Dopo una intera stagione hai avuto modo di conoscere a pieno il rugby italiano. Cosa più ci manca per pareggiare il livello con le altre federazioni?

“C’è una frase che continuo a sentire da quando sono arrivato in Italia, da molti ho sentito dire “il problema in Italia è… I problemi del rugby italiano sono…”. Penso siano solo tante scuse o alibi. Per me invece di cercare scuse sul perché non funzionano le cose nel rugby italiano dobbiamo focalizzarci sulle opportunità che ci possono essere qui in Italia.”

 

Quindi basta lamentarsi e iniziare sviluppare le qualità del nostro rugby?

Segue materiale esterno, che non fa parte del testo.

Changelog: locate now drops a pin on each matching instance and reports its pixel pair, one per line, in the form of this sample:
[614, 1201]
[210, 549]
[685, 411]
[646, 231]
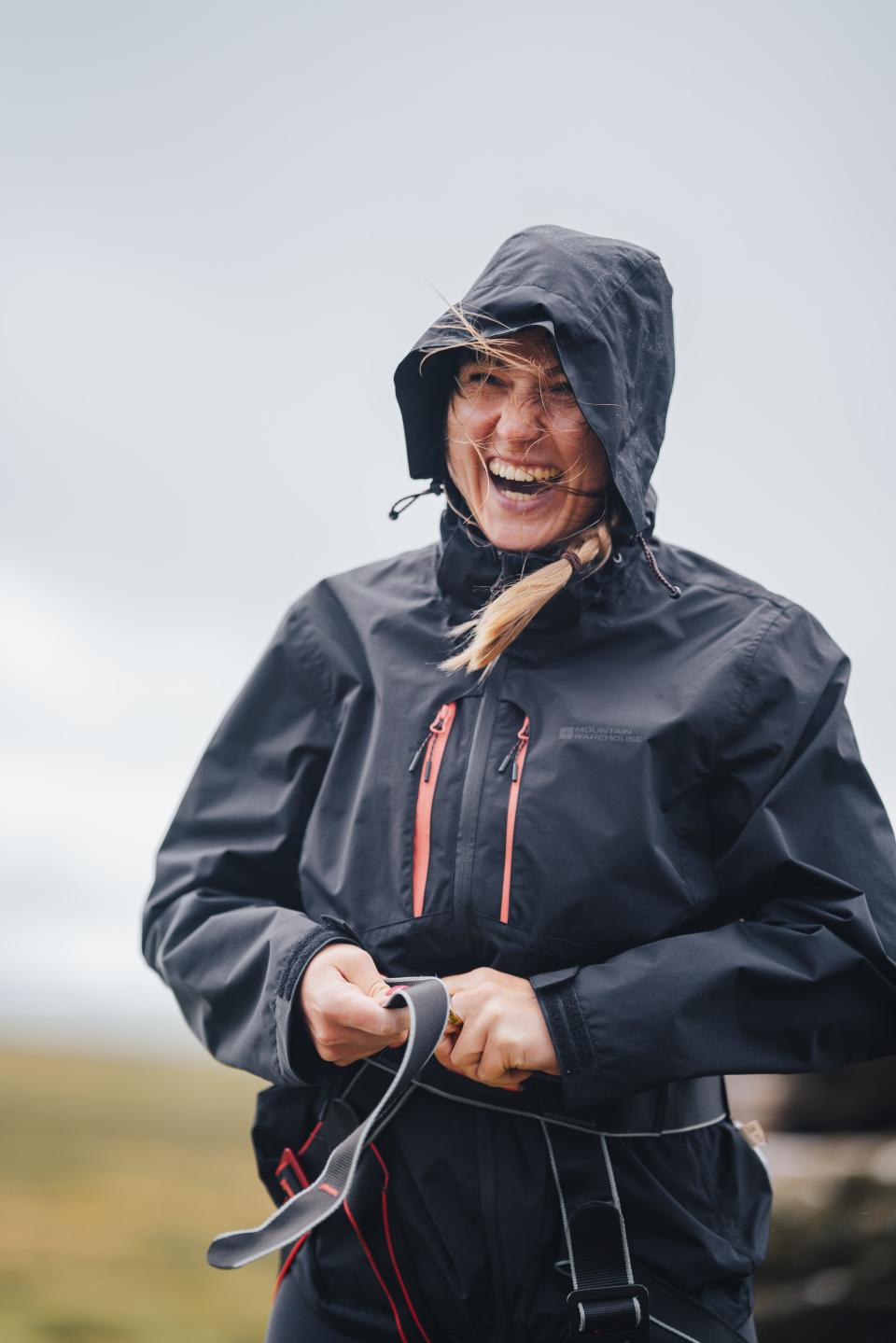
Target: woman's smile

“Esatto. Manca più la mentalità positiva rispetto al gioco. In questi 12 mesi ho potuto vedere  giovani italiani con ottime skills, con grandi abilità fisiche, forse anche meglio dei pari età inglesi perché qui i giovani sono più motivati.”

“Secondo me non è un problema dei giocatori o dei settori giovanili ma è più un problema dirigenziale, organizzativo e tecnico a livello seniores.”

“Il rugby italiano non potrà crescere mai finché non si smette di cercare scuse o alibi”.

 

Ma quali sono le nostre qualità?

“In Italia c’è un clima fantastico per giocare a rugby, migliore di quello che troviamo in Inghilterra. Qui non c’è il problema della pioggia come oltre la Manica e in base a questo clima mi chiedo perché in Italia si cerca di sviluppare un gioco più fisico che tecnico.”

“In Italia non c’è il problema dell’obesità come in UK - continua Scott - semplicemente perché la cucina italiana è migliore di quella britannica. Inoltre il sistema scolastico italiano da molte più possibilità di giocare a rugby rispetto a quelle offerte ai giovani in Inghilterra.”

 

Davvero? In Italia ci si lamenta delle sole due ore settimanali di educazione fisica.

“In Inghilterra si gioca a rugby praticamente solo nelle scuole private. Solo una minima parte delle scuole pubbliche praticano rugby negli orari di lezione.”

 

In una precedente intervista ci raccontavi che anche a livello giovanile in Italia si dovrebbe cambiare qualcosa.

“Un grosso problema è il fatto che in tutte le categorie giovanili, soprattutto per i bambini, c’è un trofeo da vincere. Gli allenatori preparano il gioco per vincere la coppa del mese e non preparano i ragazzi a crescere per il futuro, in un percorso da qui ai prossimi 5 anni. Danno semplicemente la palla al più grosso così fanno meta e vincono. Ma quando passato il periodo pre adolescenziale i fisici saranno molto simili allora non basterà più dare la palla al più grosso di turno. Bisogna necessariamente sviluppare altre abilità.”

“Oggi i giocatori arrivano al rugby seniores preparati a giocare le partite di 5 anni fa….” conclude Nick Scott.